I picked "The Water Cure" as one of four books to read from the 2018 Man Booker Longlist. I liked the speculative fiction premise of young women, raised in isolation in a post-apocalyptic world, encountering men for the first time and having to reconsider what they think they know.
I get the need to pace the book so that I can FEEL the stifling effects on the sisters of isolation and ignorance combined with forced ritual intimacy, but enough already.
I began to feel as if I were trapped in the middle of a front row at "Waiting For Godot" and I'm so embarrassed by what other people will think of me that I stay in my seat long after my boredom threatens to be terminal and I suspect Beckett of being a sadist with a wicked sense of humour.
I made it as far as the twenty-five percent mark because the voices of the sisters were strong and distinct and because I could no more look away from the spectacle of the Bennet sisters transported to an island where they are subjected to abuse that they've educated to understand as sympathetic magic, than I could look away from a building about to be demolished by well-placed charges.

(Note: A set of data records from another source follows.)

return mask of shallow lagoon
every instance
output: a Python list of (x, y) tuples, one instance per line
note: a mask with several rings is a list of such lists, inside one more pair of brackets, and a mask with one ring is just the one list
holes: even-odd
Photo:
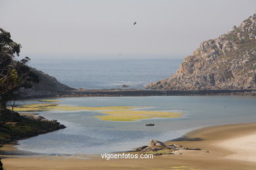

I'd hoped that the arrival of the men would change the pace but it didn't and I finally admitted to myself that I was reading this book because it was "worthy" rather than because I was getting anything out of it. I'd promised myself I wouldn't do that anymore so I abandoned "The Water Cure" at twenty-five per cent mark.
It may win the Mann Booker prize but it didn't make a place for itself in my imagination.